Я покачал головой, улыбаясь, и поднес к губам ее маленькую ручку.
— Ничего, — ответила она с безнадежным жестом. — Положительно ничего. Уверяю вас, я чувствовать не могу. Я тип современной женщины; я могу только думать и анализировать.
— Думайте и анализируйте сколько вам угодно, моя царица, — ответил я весело, — лишь бы вы думали, что можете быть счастливы со мной; большего я не желаю.
— А будете ли вы счастливы? — спросила она. — Подождите; не отвечайте, пока я не откроюсь вам. Вы на мой счет заблуждаетесь. — Сибилла замолчала, и я следил за ней с беспокойством. — Я всегда готовилась к этому, т. е. к тому, что случилось теперь, — стать собственностью богатого человека. Многие мужчины приглядывались ко мне с желанием меня купить; но они не могли заплатить цены, которую требовал мой отец. Прощу вас, не огорчайтесь моими словами. Все, что я говорю, правдиво и весьма обыденно.

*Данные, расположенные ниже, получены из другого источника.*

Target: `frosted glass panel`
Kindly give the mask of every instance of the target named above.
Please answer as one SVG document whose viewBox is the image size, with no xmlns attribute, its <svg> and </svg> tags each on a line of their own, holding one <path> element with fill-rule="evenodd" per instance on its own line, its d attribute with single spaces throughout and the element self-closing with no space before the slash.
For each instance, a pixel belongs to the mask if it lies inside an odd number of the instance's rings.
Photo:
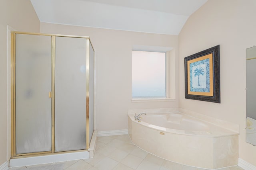
<svg viewBox="0 0 256 170">
<path fill-rule="evenodd" d="M 89 141 L 90 142 L 94 130 L 94 51 L 90 43 L 89 59 Z"/>
<path fill-rule="evenodd" d="M 55 151 L 86 149 L 86 39 L 56 37 Z"/>
<path fill-rule="evenodd" d="M 134 98 L 166 97 L 165 53 L 132 51 Z"/>
<path fill-rule="evenodd" d="M 51 37 L 16 34 L 17 154 L 51 148 Z"/>
</svg>

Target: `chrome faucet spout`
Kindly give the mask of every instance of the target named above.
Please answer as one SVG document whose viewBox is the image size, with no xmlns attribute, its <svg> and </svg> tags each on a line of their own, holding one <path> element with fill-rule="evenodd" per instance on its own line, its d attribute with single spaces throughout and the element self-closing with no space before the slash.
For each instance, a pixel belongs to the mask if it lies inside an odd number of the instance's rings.
<svg viewBox="0 0 256 170">
<path fill-rule="evenodd" d="M 139 114 L 138 115 L 136 115 L 136 113 L 135 113 L 135 115 L 134 115 L 134 119 L 135 119 L 135 120 L 138 120 L 139 117 L 140 117 L 140 116 L 142 115 L 146 114 L 147 113 L 141 113 Z"/>
</svg>

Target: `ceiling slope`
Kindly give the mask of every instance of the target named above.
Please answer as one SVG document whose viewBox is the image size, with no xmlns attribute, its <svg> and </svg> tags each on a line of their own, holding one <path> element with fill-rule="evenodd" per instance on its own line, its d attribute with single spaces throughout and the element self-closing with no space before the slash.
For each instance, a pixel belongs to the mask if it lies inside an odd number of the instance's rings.
<svg viewBox="0 0 256 170">
<path fill-rule="evenodd" d="M 178 35 L 207 0 L 30 0 L 41 22 Z"/>
</svg>

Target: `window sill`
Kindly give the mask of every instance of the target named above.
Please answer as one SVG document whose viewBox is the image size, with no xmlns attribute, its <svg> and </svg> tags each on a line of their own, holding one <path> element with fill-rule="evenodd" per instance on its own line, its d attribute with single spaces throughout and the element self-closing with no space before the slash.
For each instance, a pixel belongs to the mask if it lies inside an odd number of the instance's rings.
<svg viewBox="0 0 256 170">
<path fill-rule="evenodd" d="M 132 102 L 174 102 L 175 99 L 171 98 L 133 98 L 132 99 Z"/>
</svg>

Все женщины высших классов, незамужние женщины, продаются в Англии также просто, как на восточных рынках. Я вижу, что вы хотите возразить, уверить меня в вашей преданности; — но этого не нужно, я верю, что вы любите меня, как вообще мужчины любят, и я довольна. Но вы меня не знаете. — Вас привлекает моя наружность, — вам нравится моя молодость и моя кажущая невинность; но я немолода; сердцем и чувствами стара; я была молода в Виллосмире, когда жила на лоне природы, окруженная птицами и цветами; но одного сезона в городе было достаточно, чтобы убить мои молодость, одного сезона балов, обедов и чтения модных романов. Вот вы написали книгу и вы должны знать, в чем состоит долг автора, какую серьезную страшную ответственность он берет на себя, когда посылает в мир книгу, полную безнравственных, ядовитых мыслей, могущих испортить еще чистые, неповрежденные умы. Ваше произведение не лишено благородных побуждений и за это я уважаю его, хотя оно не так убедительно, как могло бы быть. Роман хорошо написан; только у меня осталось впечатление, что вы сами не верите в то, что проповедуете; благодаря этому вы не достигли того, что желали.

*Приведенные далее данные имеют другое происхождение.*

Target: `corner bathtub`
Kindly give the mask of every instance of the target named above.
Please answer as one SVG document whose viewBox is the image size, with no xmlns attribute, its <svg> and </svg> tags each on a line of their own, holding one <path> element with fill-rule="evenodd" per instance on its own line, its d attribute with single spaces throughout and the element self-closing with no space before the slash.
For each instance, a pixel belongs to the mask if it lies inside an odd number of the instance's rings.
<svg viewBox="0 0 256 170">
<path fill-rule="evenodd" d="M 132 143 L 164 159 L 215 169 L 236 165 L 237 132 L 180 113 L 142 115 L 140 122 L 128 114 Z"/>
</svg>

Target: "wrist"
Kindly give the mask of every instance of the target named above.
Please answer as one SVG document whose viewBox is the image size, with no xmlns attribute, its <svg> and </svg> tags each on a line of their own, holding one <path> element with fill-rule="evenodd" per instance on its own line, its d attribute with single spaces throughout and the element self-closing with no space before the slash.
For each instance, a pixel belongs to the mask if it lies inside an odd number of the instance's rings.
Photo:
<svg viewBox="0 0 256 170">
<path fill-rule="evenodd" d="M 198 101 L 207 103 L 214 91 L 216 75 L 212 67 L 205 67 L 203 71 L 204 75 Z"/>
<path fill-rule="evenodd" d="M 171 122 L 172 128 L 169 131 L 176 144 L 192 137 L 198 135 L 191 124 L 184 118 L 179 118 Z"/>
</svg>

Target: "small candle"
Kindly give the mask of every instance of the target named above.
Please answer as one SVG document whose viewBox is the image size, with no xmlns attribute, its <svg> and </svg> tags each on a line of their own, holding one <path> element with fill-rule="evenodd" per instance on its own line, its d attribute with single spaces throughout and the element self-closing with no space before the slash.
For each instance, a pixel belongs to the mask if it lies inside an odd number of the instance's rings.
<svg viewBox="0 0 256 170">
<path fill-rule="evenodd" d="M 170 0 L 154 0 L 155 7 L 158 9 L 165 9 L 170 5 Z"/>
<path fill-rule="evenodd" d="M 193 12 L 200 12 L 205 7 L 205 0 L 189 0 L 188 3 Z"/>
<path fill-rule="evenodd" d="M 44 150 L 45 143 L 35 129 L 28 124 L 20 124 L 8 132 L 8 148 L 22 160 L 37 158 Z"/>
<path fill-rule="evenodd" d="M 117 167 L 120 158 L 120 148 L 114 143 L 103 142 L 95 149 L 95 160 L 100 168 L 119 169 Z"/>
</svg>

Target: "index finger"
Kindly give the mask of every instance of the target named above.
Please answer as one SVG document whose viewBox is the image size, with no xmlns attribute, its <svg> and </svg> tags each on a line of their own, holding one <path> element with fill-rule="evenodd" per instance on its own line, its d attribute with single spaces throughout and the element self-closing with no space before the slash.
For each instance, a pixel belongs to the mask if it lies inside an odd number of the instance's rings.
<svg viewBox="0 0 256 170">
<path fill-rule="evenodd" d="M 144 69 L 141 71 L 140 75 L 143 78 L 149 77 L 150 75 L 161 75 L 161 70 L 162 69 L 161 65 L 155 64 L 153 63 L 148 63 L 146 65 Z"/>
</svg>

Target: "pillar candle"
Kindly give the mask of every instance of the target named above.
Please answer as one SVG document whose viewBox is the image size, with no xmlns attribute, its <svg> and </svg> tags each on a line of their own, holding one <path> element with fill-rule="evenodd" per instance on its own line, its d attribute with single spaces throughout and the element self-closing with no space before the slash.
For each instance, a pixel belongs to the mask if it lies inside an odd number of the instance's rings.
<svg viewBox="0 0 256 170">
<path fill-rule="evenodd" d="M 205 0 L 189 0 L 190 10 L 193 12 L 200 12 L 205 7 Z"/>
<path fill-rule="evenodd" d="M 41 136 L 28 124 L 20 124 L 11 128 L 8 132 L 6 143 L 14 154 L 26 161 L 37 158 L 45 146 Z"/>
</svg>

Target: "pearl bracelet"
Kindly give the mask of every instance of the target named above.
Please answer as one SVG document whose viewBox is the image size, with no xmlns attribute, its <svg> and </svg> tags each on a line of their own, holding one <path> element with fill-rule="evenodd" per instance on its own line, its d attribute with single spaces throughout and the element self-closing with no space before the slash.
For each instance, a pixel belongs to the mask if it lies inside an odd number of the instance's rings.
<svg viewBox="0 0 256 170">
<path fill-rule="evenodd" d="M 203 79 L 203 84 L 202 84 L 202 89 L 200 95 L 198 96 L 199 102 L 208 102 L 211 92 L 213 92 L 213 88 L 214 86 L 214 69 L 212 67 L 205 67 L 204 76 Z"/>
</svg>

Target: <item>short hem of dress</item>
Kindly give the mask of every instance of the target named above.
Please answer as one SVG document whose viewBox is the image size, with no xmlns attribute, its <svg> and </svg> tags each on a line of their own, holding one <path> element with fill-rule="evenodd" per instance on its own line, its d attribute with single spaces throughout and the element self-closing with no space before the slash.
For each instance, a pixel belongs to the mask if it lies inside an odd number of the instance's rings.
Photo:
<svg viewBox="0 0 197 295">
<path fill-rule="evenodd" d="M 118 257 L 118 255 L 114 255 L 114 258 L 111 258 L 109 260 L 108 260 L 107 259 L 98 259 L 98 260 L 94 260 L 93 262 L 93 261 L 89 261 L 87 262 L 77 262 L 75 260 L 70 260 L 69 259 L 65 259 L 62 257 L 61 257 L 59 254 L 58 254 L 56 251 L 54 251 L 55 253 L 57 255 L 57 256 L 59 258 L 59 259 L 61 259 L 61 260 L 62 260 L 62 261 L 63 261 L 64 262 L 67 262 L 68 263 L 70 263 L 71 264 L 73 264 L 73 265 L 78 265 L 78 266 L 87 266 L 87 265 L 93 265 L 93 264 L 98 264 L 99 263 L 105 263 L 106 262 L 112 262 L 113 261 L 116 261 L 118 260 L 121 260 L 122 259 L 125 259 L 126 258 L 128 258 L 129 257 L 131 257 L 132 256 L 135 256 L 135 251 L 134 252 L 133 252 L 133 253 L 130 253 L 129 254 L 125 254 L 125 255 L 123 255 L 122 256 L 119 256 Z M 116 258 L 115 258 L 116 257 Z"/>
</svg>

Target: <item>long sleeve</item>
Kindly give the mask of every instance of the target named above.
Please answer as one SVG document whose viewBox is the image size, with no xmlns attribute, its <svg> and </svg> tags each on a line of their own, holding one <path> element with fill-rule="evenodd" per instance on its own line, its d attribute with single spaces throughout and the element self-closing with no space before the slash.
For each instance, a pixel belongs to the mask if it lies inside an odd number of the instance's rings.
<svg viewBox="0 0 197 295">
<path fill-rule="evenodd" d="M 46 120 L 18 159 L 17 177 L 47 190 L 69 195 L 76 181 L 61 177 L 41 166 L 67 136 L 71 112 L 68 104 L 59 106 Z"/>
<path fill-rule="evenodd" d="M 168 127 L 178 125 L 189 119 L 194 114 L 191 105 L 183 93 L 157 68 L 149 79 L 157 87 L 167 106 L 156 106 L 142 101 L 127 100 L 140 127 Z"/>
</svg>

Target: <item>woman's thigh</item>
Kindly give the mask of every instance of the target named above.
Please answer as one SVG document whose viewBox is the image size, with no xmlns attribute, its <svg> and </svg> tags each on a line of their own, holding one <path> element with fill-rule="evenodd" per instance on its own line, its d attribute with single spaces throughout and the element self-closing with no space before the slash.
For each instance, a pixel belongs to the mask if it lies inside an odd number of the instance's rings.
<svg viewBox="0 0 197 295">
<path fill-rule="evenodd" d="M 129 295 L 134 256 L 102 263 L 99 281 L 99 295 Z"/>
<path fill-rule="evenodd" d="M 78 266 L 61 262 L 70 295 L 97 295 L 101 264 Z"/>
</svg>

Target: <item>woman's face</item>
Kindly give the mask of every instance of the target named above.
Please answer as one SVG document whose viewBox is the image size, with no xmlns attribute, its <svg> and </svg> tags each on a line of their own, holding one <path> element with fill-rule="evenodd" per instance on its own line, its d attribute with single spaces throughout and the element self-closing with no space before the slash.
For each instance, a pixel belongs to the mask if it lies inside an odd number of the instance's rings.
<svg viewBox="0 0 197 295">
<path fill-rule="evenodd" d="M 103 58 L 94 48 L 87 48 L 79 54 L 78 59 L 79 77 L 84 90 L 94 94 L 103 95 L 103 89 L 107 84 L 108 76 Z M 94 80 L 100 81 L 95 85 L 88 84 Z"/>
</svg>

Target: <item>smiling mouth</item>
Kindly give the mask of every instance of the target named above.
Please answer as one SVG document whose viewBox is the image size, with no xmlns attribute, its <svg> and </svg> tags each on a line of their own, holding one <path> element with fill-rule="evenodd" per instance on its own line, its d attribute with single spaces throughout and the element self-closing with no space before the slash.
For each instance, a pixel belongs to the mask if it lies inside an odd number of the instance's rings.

— Вы правы, — согласился я не без чувства унижения. — Книга с литературной точки ничего не стоит и не переживет одного сезона.

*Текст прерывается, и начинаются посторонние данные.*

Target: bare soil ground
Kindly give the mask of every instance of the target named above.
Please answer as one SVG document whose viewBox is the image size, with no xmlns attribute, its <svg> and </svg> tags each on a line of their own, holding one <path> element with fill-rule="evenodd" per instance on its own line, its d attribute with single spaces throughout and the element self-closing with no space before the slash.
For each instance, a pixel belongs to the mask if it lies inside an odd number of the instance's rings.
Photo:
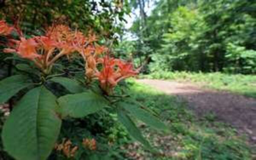
<svg viewBox="0 0 256 160">
<path fill-rule="evenodd" d="M 256 99 L 187 83 L 148 79 L 137 81 L 184 100 L 199 117 L 213 114 L 218 120 L 231 125 L 239 133 L 248 135 L 251 144 L 256 144 Z"/>
</svg>

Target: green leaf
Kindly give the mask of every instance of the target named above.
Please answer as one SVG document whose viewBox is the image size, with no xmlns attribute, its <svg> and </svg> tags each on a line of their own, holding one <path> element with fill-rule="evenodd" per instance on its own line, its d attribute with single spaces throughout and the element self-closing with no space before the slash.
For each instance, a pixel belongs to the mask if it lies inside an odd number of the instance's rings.
<svg viewBox="0 0 256 160">
<path fill-rule="evenodd" d="M 15 66 L 18 69 L 32 74 L 40 75 L 40 72 L 38 70 L 33 69 L 26 64 L 18 64 Z"/>
<path fill-rule="evenodd" d="M 58 100 L 63 117 L 84 117 L 107 106 L 108 102 L 102 96 L 93 91 L 69 94 Z"/>
<path fill-rule="evenodd" d="M 28 92 L 4 124 L 4 149 L 19 160 L 46 160 L 59 134 L 61 121 L 55 112 L 56 97 L 44 87 Z"/>
<path fill-rule="evenodd" d="M 28 77 L 16 75 L 0 81 L 0 104 L 7 101 L 19 91 L 33 83 L 29 82 Z"/>
<path fill-rule="evenodd" d="M 158 118 L 140 106 L 137 106 L 133 104 L 124 103 L 119 103 L 119 106 L 122 107 L 136 118 L 156 129 L 164 131 L 168 130 L 164 123 L 161 122 Z"/>
<path fill-rule="evenodd" d="M 148 142 L 143 137 L 134 122 L 123 110 L 119 109 L 117 110 L 117 116 L 119 121 L 125 127 L 132 137 L 141 143 L 147 148 L 152 150 L 152 147 Z"/>
<path fill-rule="evenodd" d="M 72 93 L 81 93 L 84 91 L 84 87 L 75 80 L 64 77 L 55 77 L 50 80 L 60 84 Z"/>
</svg>

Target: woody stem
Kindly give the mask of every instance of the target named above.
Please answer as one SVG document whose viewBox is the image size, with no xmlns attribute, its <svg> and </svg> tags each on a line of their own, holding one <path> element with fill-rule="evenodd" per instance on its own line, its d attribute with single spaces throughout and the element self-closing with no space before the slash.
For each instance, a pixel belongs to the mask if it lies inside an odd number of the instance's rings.
<svg viewBox="0 0 256 160">
<path fill-rule="evenodd" d="M 53 63 L 55 61 L 56 61 L 58 59 L 59 59 L 62 56 L 64 55 L 64 50 L 63 50 L 61 51 L 58 54 L 57 54 L 51 61 L 48 64 L 47 66 L 51 66 L 52 63 Z"/>
</svg>

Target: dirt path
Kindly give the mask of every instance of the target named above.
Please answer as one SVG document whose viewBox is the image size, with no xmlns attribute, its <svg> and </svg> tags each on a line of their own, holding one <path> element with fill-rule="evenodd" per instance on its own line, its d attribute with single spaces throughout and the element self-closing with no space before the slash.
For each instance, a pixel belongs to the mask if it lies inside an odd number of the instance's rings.
<svg viewBox="0 0 256 160">
<path fill-rule="evenodd" d="M 199 116 L 213 114 L 218 120 L 230 124 L 240 133 L 245 133 L 250 142 L 256 144 L 256 100 L 202 89 L 189 83 L 148 79 L 137 81 L 183 99 Z"/>
</svg>

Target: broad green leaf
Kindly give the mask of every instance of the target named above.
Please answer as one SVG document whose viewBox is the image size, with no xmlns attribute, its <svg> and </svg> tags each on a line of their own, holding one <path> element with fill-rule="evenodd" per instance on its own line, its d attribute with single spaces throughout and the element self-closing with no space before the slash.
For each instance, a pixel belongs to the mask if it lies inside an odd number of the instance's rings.
<svg viewBox="0 0 256 160">
<path fill-rule="evenodd" d="M 148 141 L 143 137 L 139 129 L 125 112 L 119 109 L 117 116 L 119 121 L 127 129 L 132 137 L 143 144 L 145 147 L 152 150 L 152 147 Z"/>
<path fill-rule="evenodd" d="M 7 101 L 19 91 L 33 83 L 29 82 L 28 77 L 16 75 L 0 81 L 0 104 Z"/>
<path fill-rule="evenodd" d="M 75 118 L 95 113 L 108 105 L 102 96 L 92 91 L 67 95 L 60 97 L 58 102 L 63 117 Z"/>
<path fill-rule="evenodd" d="M 141 120 L 145 123 L 156 129 L 167 131 L 167 127 L 156 117 L 152 115 L 145 109 L 133 104 L 124 103 L 119 103 L 119 106 L 123 107 L 132 115 Z"/>
<path fill-rule="evenodd" d="M 46 160 L 59 133 L 61 121 L 55 112 L 56 97 L 44 87 L 28 92 L 4 124 L 4 149 L 19 160 Z"/>
<path fill-rule="evenodd" d="M 60 84 L 72 93 L 80 93 L 84 89 L 78 82 L 68 78 L 55 77 L 50 80 Z"/>
</svg>

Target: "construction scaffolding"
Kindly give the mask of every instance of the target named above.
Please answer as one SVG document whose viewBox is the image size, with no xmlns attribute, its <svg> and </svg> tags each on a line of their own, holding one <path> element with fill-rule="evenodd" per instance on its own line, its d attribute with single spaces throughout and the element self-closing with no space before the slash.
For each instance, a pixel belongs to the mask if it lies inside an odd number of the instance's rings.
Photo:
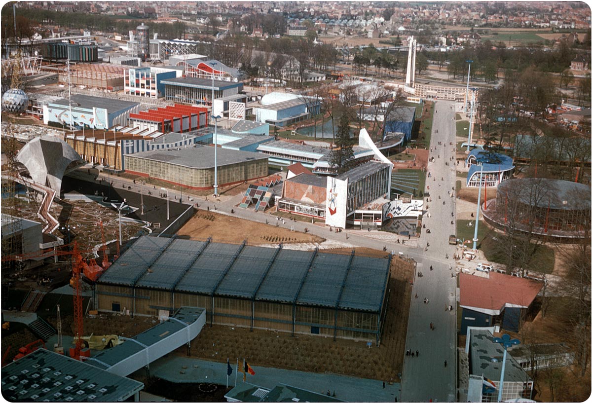
<svg viewBox="0 0 592 404">
<path fill-rule="evenodd" d="M 72 63 L 70 65 L 70 82 L 73 86 L 118 91 L 124 89 L 124 77 L 130 67 L 109 63 Z M 57 73 L 58 82 L 67 85 L 68 71 L 66 65 L 47 65 L 43 66 L 41 69 Z"/>
</svg>

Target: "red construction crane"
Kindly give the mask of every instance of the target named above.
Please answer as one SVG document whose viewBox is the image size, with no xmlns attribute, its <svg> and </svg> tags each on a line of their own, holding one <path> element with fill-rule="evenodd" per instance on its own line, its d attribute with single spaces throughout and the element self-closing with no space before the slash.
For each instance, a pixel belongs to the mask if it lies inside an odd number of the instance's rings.
<svg viewBox="0 0 592 404">
<path fill-rule="evenodd" d="M 81 355 L 89 356 L 90 351 L 82 351 L 82 336 L 84 335 L 82 323 L 82 280 L 81 275 L 85 268 L 87 266 L 86 263 L 82 258 L 81 251 L 78 250 L 78 244 L 74 242 L 71 244 L 66 244 L 63 247 L 67 247 L 71 245 L 71 251 L 67 250 L 54 250 L 49 249 L 41 252 L 30 254 L 19 254 L 13 256 L 2 256 L 2 261 L 11 261 L 14 259 L 30 259 L 40 256 L 47 257 L 53 255 L 69 255 L 72 258 L 72 277 L 70 280 L 70 284 L 74 289 L 74 324 L 75 326 L 75 334 L 79 338 L 76 339 L 76 345 L 74 348 L 70 348 L 70 357 L 77 360 L 80 359 Z"/>
<path fill-rule="evenodd" d="M 84 335 L 82 323 L 82 293 L 81 284 L 81 275 L 83 268 L 82 256 L 78 251 L 78 244 L 75 241 L 72 251 L 72 278 L 70 284 L 74 288 L 74 324 L 76 326 L 76 335 L 74 340 L 76 345 L 70 348 L 70 357 L 79 360 L 81 355 L 90 356 L 90 351 L 82 352 L 82 336 Z M 78 337 L 78 338 L 76 338 Z"/>
</svg>

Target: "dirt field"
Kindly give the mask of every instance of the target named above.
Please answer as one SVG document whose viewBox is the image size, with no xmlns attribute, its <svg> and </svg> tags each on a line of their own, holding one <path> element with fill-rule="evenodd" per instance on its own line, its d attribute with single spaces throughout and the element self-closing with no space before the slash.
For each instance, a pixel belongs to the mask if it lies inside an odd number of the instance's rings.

— Во всяком случае, — продолжала леди Сибилла, и глаза ее потемнели от напряжения мыслей, — вы не осквернили вашего пера пошлостью большинства современных авторов. Скажите мне, неужели вы думаете, что девушка может прочитать все эти романы, рекомендованные ей друзьями, и остаться неиспорченной, невинной? Книги, которые входят во все детали жизни извергов, описывают скрытые пороки мужчин и ставят наравне со святейшим долгом так называемую свободную любовь и многоженство, которые не стесняются привести кругу хороших жен и чистых девушек пример женщины, избравшей первого попавшегося мужчину, чтобы иметь от него ребенка, не унизившись до брака с ним? Я все эти книги читала, и что вы можете от меня требовать? Конечно не невинности! Я мужчин презираю, и презираю свой пол и самое себя. Вы удивляетесь моему фанатизму по отношению к Мэвис Клер, но ее книги вернули мне на время уважение к себе и веру в благородство человечества; она возвращает мне хотя бы только на час смутное представление о Боге, и мой ум чувствует себя ободренным и чистым после чтения книг. Все же вы не должны смотреть на меня, как на наивную, невинную девушку, Джеффри. Я испорченное существо, воспитанное в современной школе равнодушия и безнравственности.
Я молча смотрел на девушку, огорченный, встревоженный, с сознанием, что нечто сокровенное и чистое рушилось, и превратилось в пепел у моих ног. Сибилла встала и начала беспокойно ходить взад и вперед по комнате; ее быстрые движения все же были преисполнены грации и своей непринужденностью напоминали мне движения хищного зверя.